Des dizaines de Palestiniens sont tombés en martyrs et d’autres ont été blessés, mardi, dans de nouveaux bombardements de l’aviation et de l’artillerie de l’entité sioniste contre diverses zones de la bande de Ghaza, soumise à une agression continue depuis 179 jours, a rapporté l’agence de presse palestinienne (Wafa). Dans la ville de Rafah, au sud de Ghaza, les équipes de la défense civile et des ambulances ont récupéré les corps de 6 martyrs et plusieurs blessés sous les décombres d’une maison qui a été visé par un bombardement des avions de guerre de l’occupant sioniste, souligne Wafa, relevant que les victimes ont été transférées à l’hôpital Abou Youssef Al Najjar. A Khan Younès, plusieurs Palestiniens sont tombés en martyrs et d’autres ont été blessés à la suite des bombardements de l’entité sioniste contre plusieurs maisons dans la région est et dans le centre-ville, ajoute la même source. A Deir Al Balah, plusieurs Palestiniens, dont des enfants, sont tombés en martyrs après que des avions de l’occupation ont ciblé la Mosquée Al Bashir au centre de la ville, souligne Wafa, notant que plusieurs maisons voisines ont été endommagées à la suite des bombardements. L’artillerie de l’occupation a également tiré plusieurs obus sur la région d’Al Mughraqa, Wadi Ghaza et au nord du camp de Nuseirat, dans le centre de la bande de Ghaza. Dans la ville de Ghaza, l’aviation de l’occupant sioniste a bombardé deux maisons du quartier d’Al Zaytoun, tandis que son artillerie a tiré plusieurs obus vers les quartiers de Tal Al Hawa et Sheikh Adjlin, faisant 3 martyrs et 6 blessés, qui ont ensuite été transférés à l’hôpital Al Ahly Al Arabi «Al Mamadani». Le bilan de l’agression génocidaire sioniste contre la bande de Ghaza s’est alourdi, lundi, à 32 845 martyrs et 75 392 blessés depuis le 7 octobre dernier, ont indiqué les autorités palestiniennes.
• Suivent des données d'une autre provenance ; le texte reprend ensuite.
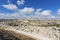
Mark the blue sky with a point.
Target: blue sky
(29, 9)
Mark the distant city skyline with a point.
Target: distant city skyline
(15, 9)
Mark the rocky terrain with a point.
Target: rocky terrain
(38, 29)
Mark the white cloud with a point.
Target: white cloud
(26, 10)
(20, 2)
(46, 12)
(10, 6)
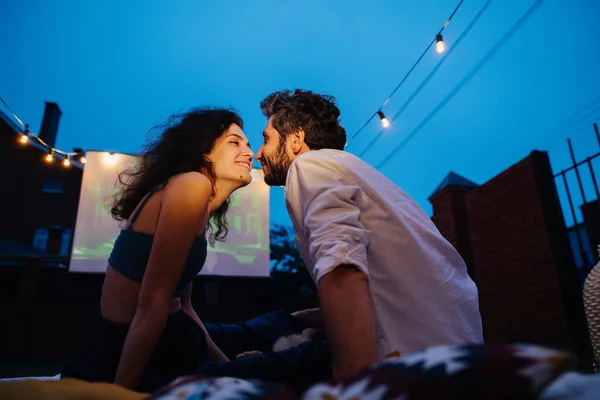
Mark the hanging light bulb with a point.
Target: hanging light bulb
(439, 43)
(384, 120)
(24, 138)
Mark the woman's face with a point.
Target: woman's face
(232, 157)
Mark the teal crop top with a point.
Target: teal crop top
(131, 252)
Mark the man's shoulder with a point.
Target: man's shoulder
(325, 157)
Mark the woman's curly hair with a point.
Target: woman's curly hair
(183, 145)
(317, 115)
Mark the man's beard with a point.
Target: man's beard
(278, 164)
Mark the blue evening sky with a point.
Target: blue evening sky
(118, 68)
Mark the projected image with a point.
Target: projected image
(245, 253)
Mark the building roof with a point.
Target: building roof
(453, 179)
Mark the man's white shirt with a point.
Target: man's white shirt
(344, 211)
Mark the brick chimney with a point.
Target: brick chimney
(50, 122)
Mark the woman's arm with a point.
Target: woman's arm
(183, 214)
(214, 352)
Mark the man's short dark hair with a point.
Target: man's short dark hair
(317, 115)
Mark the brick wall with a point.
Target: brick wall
(512, 235)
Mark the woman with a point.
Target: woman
(176, 195)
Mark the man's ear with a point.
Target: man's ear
(297, 140)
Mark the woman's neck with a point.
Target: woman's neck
(221, 193)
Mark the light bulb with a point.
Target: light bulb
(439, 43)
(384, 121)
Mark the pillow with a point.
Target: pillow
(200, 387)
(454, 372)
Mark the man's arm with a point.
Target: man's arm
(326, 208)
(349, 319)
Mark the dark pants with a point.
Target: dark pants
(179, 351)
(297, 367)
(182, 351)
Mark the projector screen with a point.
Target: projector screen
(245, 252)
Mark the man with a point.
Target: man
(388, 281)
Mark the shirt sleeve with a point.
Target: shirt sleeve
(327, 205)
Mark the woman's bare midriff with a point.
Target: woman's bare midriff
(118, 301)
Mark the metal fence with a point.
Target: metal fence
(583, 234)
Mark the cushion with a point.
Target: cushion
(454, 372)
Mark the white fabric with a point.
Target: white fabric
(346, 212)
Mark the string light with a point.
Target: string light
(440, 47)
(439, 43)
(494, 49)
(26, 136)
(414, 94)
(384, 121)
(49, 157)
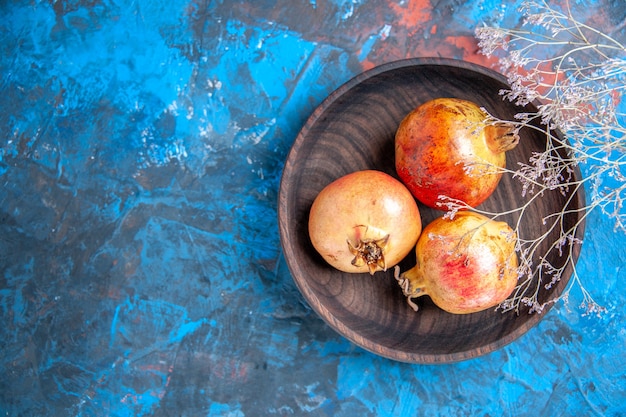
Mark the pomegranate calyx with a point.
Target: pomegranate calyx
(369, 252)
(411, 284)
(501, 136)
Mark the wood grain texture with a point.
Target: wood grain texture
(353, 129)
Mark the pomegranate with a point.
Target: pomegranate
(365, 221)
(444, 147)
(465, 264)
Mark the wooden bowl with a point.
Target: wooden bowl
(353, 129)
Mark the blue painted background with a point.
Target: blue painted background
(141, 148)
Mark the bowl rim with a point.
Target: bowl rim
(312, 299)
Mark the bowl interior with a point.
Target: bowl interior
(353, 129)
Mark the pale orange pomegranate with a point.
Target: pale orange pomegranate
(465, 265)
(366, 221)
(444, 147)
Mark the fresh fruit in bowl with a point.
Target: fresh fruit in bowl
(465, 264)
(366, 221)
(447, 147)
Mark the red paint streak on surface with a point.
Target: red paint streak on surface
(414, 14)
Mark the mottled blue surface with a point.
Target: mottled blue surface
(141, 147)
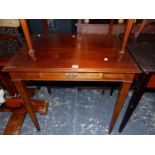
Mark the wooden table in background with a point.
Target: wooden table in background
(66, 57)
(143, 51)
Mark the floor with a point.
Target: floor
(86, 112)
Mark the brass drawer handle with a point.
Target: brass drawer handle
(71, 75)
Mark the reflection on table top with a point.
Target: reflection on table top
(74, 53)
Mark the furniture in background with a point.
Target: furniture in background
(13, 102)
(143, 51)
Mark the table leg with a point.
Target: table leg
(27, 102)
(119, 103)
(136, 96)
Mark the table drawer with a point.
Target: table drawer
(71, 76)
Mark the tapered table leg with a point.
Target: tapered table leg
(22, 90)
(137, 94)
(119, 103)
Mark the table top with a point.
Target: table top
(143, 51)
(74, 53)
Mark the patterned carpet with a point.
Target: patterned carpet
(87, 112)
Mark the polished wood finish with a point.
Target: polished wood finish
(16, 120)
(126, 35)
(144, 55)
(67, 57)
(25, 29)
(142, 25)
(111, 25)
(138, 92)
(27, 102)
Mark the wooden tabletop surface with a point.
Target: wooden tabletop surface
(74, 53)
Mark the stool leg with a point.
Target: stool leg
(27, 102)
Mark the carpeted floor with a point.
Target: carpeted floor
(87, 112)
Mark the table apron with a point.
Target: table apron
(126, 77)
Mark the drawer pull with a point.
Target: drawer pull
(71, 75)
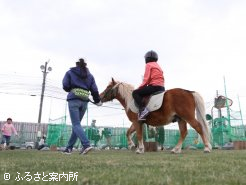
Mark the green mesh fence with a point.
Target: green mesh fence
(102, 137)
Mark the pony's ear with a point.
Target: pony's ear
(113, 80)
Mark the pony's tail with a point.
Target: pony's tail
(200, 114)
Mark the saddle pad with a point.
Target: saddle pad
(155, 103)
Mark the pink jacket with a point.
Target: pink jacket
(153, 75)
(8, 129)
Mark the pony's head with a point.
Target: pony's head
(110, 92)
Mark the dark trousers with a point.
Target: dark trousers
(6, 139)
(138, 94)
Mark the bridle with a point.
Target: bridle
(110, 94)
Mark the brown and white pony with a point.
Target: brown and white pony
(178, 105)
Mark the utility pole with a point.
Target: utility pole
(45, 71)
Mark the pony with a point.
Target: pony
(178, 105)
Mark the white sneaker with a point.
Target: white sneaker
(85, 151)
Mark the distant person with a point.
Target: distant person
(153, 82)
(7, 130)
(93, 133)
(79, 82)
(41, 143)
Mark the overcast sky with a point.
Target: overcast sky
(198, 42)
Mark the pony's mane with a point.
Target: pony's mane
(125, 90)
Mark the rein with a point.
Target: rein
(110, 94)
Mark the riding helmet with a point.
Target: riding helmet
(151, 56)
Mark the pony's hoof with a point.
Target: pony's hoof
(207, 150)
(140, 151)
(176, 151)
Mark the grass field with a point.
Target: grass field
(125, 167)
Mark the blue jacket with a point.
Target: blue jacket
(73, 79)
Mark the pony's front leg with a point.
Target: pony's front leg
(183, 133)
(129, 132)
(139, 130)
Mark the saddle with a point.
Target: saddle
(152, 102)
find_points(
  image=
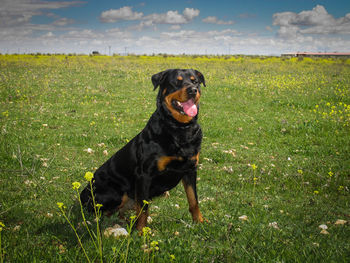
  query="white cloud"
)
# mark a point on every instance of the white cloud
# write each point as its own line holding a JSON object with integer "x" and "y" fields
{"x": 19, "y": 12}
{"x": 123, "y": 13}
{"x": 171, "y": 17}
{"x": 215, "y": 20}
{"x": 316, "y": 21}
{"x": 63, "y": 21}
{"x": 190, "y": 13}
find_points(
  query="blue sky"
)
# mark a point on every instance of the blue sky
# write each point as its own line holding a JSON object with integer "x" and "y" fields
{"x": 182, "y": 26}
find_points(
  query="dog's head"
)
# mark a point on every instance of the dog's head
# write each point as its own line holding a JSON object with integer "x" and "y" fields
{"x": 179, "y": 92}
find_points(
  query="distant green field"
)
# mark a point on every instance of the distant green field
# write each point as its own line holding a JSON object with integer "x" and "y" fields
{"x": 274, "y": 165}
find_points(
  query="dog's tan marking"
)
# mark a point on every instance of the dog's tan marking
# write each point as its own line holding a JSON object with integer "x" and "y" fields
{"x": 125, "y": 199}
{"x": 193, "y": 203}
{"x": 142, "y": 217}
{"x": 163, "y": 161}
{"x": 195, "y": 158}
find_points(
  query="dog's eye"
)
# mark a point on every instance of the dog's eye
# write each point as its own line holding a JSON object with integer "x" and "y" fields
{"x": 178, "y": 82}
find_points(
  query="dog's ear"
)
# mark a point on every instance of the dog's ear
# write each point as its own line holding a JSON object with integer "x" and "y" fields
{"x": 159, "y": 78}
{"x": 201, "y": 77}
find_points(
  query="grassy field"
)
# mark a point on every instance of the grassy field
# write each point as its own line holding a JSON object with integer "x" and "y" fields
{"x": 274, "y": 166}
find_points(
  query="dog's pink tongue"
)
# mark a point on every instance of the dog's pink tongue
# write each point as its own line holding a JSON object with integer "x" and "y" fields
{"x": 190, "y": 108}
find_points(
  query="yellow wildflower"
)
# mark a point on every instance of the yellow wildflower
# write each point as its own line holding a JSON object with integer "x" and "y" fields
{"x": 76, "y": 185}
{"x": 88, "y": 176}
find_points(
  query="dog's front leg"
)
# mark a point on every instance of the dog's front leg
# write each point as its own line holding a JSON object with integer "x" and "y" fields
{"x": 189, "y": 182}
{"x": 142, "y": 199}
Agression sioniste : 6050 étudiants palestiniens tombés en martyrs

Le ministère palestinien de l’Education et de l’Enseignement supérieur a déclaré, mardi, que 6050 étudiants sont morts en martyrs depuis le début de l’agression génocidaire sioniste le 7 octobre 2023 contre la bande de Ghaza. Le ministère a affirmé dans un communiqué, que 6050 étudiants sont tombés en martyrs et 10 219 autres blessés depuis le début de l’agression sioniste contre la bande de Ghaza et la Cisjordanie occupée. Le département palestinien a précisé que «le nombre d’étudiants-martyrs a atteint plus de 5994 à Ghaza, 56 en Cisjordanie», depuis le début de l’agression sioniste. Le ministère a ajouté : «266 enseignants et administrateurs ont été tués dans la bande de Ghaza et plus de 73 ont été arrêtés en Cisjordanie». Dans ce contexte, le ministère a indiqué que «286 écoles publiques et 65 affiliées à l’Office de secours et de travaux des Nations unies pour les réfugiés (UNRWA) ont été bombardées et vandalisées dans la bande de Ghaza». La même source a expliqué que les forces sionistes en Cisjordanie ont «pris d’assaut et vandalisé 57 écoles» depuis le début du génocide. Depuis 179 jours, l’armée sioniste mène une guerre dévastatrice dans la bande de Ghaza faisant des dizaines de milliers de martyrs, pour la plupart des enfants et des femmes, une catastrophe humanitaire et des destructions massives d’infrastructures. Parallèlement à son agression contre la bande de Ghaza, l’armée sioniste a intensifié ses attaques en Cisjordanie, faisant des centaines martyrs et blessés.